Ah la mode ... Cet art subtile de sublimer l'habillement ! On adore sa façon d'offrir à notre quotidien un peu de beauté. Ou d'humour. Le dernier calembour notoire qu'un acteur de la mode nous ait livré date d'hier, mardi 14 juillet, fête nationale, et nous le devons à Baptiste Giabiconi. Le mannequin protégé de Karl Lagerfeld a perdu une belle occasion de contredire l'adage "Sois beau et tais-toi" sur Twitter. Pris d'un élan de patriotisme lyrique, Baptiste Giabiconi twitte "Devoir de mémoire 14 juillet 1945-14 juillet 2015" ; Sauf que bon, voilà quoi (doit-on vraiment préciser que le 14 juillet fait référence à la prise de la Bastille lors de la révolution française de 1789 ?). Bien que le mannequin ait fait disparaitre son Tweet, le bouton "Impr écran" a sauvé sa déclaration erronée pour l'éternité. Mais, rassures-toi Baptiste, tu n'es pas le seul à avoir fait honte à la mode, retour sur quatre autres histoires pas très "Couture"...

"La fin du monde c'est dans 5 milliards d'années [...] je parlais simplement de la possibilité de la destruction de Paris cette année, elle est programmée dans toutes les prophéties", s'explique Paco Rabanne sur le plateau de Thierry Ardison. Pour la sortie de son huitième livre, "1999 le Feu du ciel" chez Michel Lafont, le couturier est (encore) invité à confier ses expériences métaphysiques : "A 7 ans j'ai commencé à faire des voyages astraux" déclare-t-il avec toute la sincérité du monde. Prêtre assassin de Toutankhamon, prostituée sous Louis XV, Paco Rabanne affirme avoir vécu de plus grandes aventures que celui de la création de petites robes futuristes durant sa longue vie (78 000 ans tout de même). Toujours est-il que le 11 août 1999 à 11h22, la station spatiale Mir a épargné Paris (elle ne tombera dans le Pacifique qu'en 2001).

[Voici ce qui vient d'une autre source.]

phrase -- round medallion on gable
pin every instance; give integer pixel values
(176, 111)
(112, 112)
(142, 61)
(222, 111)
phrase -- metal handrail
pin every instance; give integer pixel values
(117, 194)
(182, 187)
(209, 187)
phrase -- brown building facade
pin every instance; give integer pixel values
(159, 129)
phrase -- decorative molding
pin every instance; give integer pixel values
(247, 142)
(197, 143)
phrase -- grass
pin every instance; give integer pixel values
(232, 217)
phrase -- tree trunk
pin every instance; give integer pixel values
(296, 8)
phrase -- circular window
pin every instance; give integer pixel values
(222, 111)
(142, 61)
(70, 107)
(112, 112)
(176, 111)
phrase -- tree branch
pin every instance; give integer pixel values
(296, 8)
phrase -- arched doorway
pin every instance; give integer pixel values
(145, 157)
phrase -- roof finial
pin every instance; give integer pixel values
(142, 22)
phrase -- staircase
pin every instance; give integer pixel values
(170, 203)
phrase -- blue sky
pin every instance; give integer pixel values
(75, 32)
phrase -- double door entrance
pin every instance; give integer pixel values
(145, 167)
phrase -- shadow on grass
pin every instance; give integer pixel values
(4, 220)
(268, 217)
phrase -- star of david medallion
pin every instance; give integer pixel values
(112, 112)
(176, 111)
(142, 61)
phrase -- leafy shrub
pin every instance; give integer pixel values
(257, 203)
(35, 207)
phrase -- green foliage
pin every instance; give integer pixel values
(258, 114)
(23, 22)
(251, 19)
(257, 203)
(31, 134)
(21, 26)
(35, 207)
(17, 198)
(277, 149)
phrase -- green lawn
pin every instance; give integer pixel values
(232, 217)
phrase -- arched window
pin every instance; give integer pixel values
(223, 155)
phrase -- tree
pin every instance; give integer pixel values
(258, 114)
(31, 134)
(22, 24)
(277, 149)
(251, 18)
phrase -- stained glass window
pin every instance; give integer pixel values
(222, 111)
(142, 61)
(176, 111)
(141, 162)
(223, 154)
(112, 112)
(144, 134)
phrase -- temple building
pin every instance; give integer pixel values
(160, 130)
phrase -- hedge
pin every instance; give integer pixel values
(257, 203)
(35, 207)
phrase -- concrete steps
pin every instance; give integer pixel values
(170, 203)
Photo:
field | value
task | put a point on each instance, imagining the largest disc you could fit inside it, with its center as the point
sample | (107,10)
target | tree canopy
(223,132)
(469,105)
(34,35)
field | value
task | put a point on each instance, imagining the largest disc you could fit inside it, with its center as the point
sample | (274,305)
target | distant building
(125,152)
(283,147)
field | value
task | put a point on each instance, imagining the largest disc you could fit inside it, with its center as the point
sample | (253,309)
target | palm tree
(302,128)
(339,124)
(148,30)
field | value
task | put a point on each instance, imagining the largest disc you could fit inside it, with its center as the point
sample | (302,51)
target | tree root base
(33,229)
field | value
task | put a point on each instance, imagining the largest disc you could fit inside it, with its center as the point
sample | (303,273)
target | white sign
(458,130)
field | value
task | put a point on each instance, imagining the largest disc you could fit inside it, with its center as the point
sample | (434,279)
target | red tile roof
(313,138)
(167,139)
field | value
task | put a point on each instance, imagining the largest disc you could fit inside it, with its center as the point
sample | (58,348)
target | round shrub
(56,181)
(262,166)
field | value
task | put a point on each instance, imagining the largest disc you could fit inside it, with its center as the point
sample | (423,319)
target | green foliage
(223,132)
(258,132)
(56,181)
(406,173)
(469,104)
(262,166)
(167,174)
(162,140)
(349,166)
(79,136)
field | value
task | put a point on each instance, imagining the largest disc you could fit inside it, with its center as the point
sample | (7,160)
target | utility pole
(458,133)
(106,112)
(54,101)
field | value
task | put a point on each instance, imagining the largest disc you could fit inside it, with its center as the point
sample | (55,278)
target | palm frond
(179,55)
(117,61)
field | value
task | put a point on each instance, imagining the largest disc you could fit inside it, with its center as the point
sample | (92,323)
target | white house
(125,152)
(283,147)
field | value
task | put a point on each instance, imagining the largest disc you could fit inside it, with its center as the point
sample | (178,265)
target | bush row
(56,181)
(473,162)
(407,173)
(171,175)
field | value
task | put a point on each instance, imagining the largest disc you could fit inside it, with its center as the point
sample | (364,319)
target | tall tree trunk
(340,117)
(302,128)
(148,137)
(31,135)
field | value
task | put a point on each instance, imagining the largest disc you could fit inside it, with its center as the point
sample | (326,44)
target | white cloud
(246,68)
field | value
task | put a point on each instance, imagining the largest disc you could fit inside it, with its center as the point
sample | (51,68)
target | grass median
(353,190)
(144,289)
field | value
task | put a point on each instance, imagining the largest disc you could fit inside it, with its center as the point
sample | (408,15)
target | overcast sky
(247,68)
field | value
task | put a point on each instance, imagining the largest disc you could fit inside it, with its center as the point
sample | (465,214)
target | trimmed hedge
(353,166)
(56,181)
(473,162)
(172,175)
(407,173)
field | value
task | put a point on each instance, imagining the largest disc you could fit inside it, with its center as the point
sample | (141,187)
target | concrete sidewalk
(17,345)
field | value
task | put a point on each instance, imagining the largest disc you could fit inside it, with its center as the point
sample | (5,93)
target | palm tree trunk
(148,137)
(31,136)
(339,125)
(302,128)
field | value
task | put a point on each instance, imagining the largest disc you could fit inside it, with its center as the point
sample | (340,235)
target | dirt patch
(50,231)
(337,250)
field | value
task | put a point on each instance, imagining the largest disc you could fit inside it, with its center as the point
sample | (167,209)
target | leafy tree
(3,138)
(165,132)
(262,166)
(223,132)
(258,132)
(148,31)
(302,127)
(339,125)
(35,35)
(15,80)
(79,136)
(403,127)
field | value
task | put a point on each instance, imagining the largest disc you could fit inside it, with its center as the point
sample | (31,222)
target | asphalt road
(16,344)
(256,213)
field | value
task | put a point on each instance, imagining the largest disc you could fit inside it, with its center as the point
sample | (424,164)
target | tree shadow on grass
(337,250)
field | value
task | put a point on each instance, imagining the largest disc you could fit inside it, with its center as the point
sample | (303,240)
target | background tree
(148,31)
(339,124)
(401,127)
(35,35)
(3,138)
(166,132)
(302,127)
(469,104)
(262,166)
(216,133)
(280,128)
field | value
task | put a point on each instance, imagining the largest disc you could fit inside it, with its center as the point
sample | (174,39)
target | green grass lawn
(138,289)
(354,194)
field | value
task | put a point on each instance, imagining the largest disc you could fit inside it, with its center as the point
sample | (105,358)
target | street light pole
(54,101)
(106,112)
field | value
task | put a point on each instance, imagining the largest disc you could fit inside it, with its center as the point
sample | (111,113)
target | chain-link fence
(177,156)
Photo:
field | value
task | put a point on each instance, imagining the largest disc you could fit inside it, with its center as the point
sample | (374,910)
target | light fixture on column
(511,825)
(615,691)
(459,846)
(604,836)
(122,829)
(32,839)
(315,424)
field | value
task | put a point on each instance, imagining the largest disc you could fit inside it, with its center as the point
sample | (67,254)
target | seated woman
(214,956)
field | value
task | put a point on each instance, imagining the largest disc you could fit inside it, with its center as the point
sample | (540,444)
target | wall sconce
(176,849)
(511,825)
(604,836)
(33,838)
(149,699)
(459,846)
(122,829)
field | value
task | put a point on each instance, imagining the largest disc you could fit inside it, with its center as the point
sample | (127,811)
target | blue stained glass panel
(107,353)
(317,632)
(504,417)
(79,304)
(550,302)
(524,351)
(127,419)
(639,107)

Le 14 juillet selon Baptiste Giabiconi et 4 autres fois où la mode s'est tapée la honte - photo

Tout comme notre ami Baptiste Giabiconi, Marc Jacobs est un féru des réseaux sociaux. Arrivé sur Instagram il y a quelques mois à peine, le créateur dévoilait sa campagne Marc Jacobs Automne-Hiver 2015/2016 via ce réseau. Mais pas seulement. Le 30 juin dernier suite à une malheureuse manœuvre, Marc Jacobs offre à ses 230 000 et quelques followers une charmante photo de son postérieur commentée "Il est à toi si tu veux l'essayer". Visiblement plus à l'aise avec les sextos qu'avec le bouton "Direct" sur Instagram, Marc Jacobs n'a rien pu faire contre la propagation de cette photo intime. Ou peut-être a-t-il décidé d'embaucher un community manager pour surveiller ses arrières ?

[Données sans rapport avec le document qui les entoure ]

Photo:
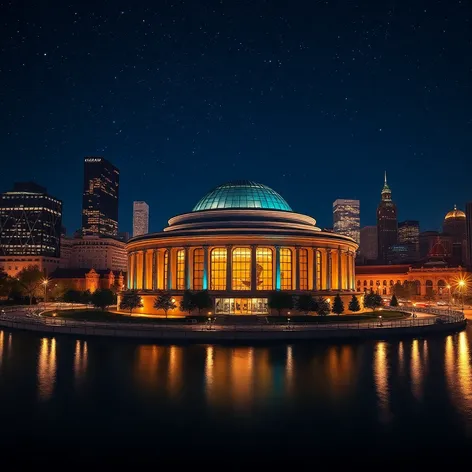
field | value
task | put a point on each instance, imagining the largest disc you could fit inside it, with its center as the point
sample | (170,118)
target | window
(286,269)
(303,268)
(241,268)
(181,269)
(318,270)
(166,265)
(198,256)
(218,269)
(264,271)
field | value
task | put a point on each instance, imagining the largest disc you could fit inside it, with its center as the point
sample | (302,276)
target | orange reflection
(80,359)
(47,368)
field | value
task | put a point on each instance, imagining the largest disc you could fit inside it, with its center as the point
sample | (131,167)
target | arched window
(264,271)
(198,255)
(303,268)
(241,268)
(286,268)
(218,269)
(181,269)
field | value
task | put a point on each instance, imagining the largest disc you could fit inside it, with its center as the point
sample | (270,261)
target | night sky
(314,99)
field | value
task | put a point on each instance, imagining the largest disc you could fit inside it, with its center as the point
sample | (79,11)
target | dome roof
(455,214)
(242,194)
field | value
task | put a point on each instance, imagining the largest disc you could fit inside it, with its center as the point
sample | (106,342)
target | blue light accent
(242,194)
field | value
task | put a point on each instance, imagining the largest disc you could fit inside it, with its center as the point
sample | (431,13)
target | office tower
(468,211)
(30,228)
(346,218)
(368,243)
(409,236)
(100,197)
(140,218)
(386,223)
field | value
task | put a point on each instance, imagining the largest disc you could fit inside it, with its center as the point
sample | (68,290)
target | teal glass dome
(242,194)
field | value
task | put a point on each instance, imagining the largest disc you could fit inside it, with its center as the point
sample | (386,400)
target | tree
(280,301)
(354,304)
(373,301)
(103,298)
(394,301)
(164,301)
(305,303)
(188,302)
(130,300)
(338,305)
(202,301)
(30,279)
(323,307)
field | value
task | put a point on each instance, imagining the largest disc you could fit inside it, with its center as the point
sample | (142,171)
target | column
(278,281)
(253,268)
(169,268)
(229,267)
(187,268)
(340,271)
(314,268)
(205,268)
(328,269)
(154,269)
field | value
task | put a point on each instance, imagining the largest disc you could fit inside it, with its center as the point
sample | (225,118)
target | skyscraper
(387,230)
(140,218)
(346,218)
(409,236)
(100,197)
(468,212)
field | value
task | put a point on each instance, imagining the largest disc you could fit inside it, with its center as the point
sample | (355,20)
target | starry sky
(314,99)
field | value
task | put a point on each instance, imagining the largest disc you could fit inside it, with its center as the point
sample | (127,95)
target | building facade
(94,252)
(30,228)
(387,230)
(346,218)
(241,242)
(140,218)
(100,197)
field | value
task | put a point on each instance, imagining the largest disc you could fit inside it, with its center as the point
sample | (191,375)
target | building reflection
(47,365)
(80,360)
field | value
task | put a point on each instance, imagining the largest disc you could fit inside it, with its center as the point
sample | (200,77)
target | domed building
(241,242)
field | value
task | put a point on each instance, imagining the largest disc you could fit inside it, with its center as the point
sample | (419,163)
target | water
(401,399)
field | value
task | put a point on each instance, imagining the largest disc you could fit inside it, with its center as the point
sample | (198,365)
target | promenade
(426,321)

Il y a des scandales moins drôles que d'autres. En 2011, John Galliano est évincé de la tête de Dior pour ses propos antisémites tenus sous l'emprise de médicaments et de l'alcool dans un bar parisien. Si le créateur a passé les quatre dernières années à essayer de justifier ce comportement et à se racheter, il n'a pourtant pas toujours aussi bien réussi qu'avec le défilé Haute Couture Maison Margiela Automne-Hiver 2015/2016. Peu après sa chute, il est aperçu, lors de la fashion week de New York en 2013 dans un accoutrement totalement déroutant. Fedora visé sur la tête et petites boucles blondes, John Galliano est accusé de s’être déguisé en Loubavitch, mouvance juive-orthodoxe. Bien que les violentes accusations du New York Post aient été condamnées, pour son tact on dit chapeau l'artiste !

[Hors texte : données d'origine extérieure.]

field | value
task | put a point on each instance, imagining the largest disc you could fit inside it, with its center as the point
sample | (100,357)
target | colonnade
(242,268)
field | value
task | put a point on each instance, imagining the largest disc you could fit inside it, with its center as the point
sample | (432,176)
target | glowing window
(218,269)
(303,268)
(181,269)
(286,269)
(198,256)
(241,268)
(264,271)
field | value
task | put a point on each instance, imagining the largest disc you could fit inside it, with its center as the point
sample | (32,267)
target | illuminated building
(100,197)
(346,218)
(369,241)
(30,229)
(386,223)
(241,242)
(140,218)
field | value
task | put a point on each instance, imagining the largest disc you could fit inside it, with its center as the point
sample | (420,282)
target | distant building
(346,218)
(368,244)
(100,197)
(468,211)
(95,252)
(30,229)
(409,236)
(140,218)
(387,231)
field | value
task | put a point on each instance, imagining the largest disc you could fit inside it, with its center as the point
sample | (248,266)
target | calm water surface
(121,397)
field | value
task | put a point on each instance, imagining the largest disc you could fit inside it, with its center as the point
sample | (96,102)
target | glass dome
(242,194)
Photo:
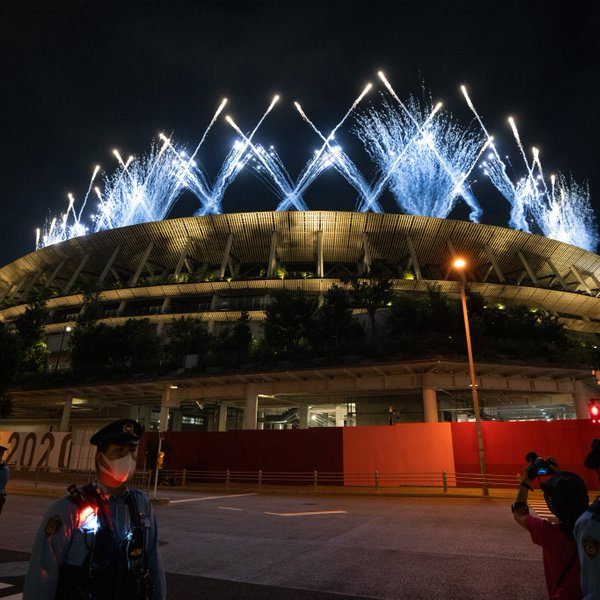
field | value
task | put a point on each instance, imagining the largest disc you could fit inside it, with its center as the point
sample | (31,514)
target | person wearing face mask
(100,542)
(567,498)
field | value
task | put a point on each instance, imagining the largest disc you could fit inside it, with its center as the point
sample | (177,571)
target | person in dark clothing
(101,540)
(567,498)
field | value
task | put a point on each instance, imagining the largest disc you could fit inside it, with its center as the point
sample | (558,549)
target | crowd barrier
(184,478)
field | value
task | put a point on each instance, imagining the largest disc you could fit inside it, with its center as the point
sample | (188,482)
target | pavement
(323,547)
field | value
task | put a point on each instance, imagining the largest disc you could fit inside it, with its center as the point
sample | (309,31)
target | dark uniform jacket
(67,536)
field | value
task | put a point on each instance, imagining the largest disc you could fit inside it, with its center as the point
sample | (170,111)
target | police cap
(592,460)
(123,431)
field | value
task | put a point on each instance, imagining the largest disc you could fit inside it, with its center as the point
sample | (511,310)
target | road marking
(306,514)
(211,498)
(541,509)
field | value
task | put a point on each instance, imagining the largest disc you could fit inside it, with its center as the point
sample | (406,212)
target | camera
(540,466)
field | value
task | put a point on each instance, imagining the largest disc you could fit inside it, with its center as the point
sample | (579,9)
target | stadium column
(167,402)
(304,411)
(429,399)
(66,416)
(223,416)
(251,411)
(580,400)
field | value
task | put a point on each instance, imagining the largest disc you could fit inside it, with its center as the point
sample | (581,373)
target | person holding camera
(587,535)
(567,498)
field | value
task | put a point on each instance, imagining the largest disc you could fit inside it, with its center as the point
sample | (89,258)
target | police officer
(587,534)
(100,542)
(3,476)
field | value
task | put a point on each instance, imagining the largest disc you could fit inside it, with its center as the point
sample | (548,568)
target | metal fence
(442,481)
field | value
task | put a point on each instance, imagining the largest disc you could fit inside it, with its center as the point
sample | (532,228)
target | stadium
(216,266)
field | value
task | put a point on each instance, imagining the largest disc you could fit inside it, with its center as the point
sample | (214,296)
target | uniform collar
(105,493)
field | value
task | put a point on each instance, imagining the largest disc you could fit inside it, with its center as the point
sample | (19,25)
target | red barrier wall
(406,448)
(506,444)
(270,450)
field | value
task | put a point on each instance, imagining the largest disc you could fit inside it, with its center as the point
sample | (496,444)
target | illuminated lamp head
(87,520)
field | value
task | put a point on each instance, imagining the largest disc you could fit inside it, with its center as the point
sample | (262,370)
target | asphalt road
(316,547)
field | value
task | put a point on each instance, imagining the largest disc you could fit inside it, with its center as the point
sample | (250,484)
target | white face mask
(120,469)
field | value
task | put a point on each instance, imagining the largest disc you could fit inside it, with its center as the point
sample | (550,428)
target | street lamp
(459,264)
(66,329)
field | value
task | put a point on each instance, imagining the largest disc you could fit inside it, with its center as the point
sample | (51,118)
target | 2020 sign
(36,449)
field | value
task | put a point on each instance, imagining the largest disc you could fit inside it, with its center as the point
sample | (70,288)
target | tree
(10,356)
(140,346)
(91,348)
(233,343)
(91,309)
(334,327)
(288,324)
(187,335)
(30,327)
(372,291)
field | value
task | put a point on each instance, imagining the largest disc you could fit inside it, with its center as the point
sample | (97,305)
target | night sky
(82,77)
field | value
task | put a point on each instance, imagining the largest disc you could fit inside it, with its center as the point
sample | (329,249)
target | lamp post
(66,329)
(459,264)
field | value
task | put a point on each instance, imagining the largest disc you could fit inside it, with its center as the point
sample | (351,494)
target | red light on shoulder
(87,520)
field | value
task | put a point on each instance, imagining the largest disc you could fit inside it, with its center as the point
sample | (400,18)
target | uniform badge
(591,546)
(53,525)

Le 14 juillet selon Baptiste Giabiconi et 4 autres fois où la mode s'est tapée la honte - photo

L'habit ne fait pas toujours le moine, mais il l'aide un peu tout de même. C'est la pensée qu'aurait dûe avoir Zahia Dehar en se saucissonnant pour se rendre au défilé Versace le 6 juillet 2014. Portée disparue depuis, l'escort/créatrice de lingerie au sommet de sa gloire avait choisit une robe particulièrement confortable pour l'occasion. Blanche et extrêmement moulante, la fameuse robe qui exhibait sa plastique de rêve ne lui permettait par contre pas de gravir les marches pour se rendre sur le lieu du show. Par chance, l'humain s'adapte et c'est ainsi que Zahia dégaina sa plus belle démarche de canard pour aller assister au défilé. Un instant particulièrement glorieux qu'on avoue s'être passé en boucle depuis. Merci pour ce moment.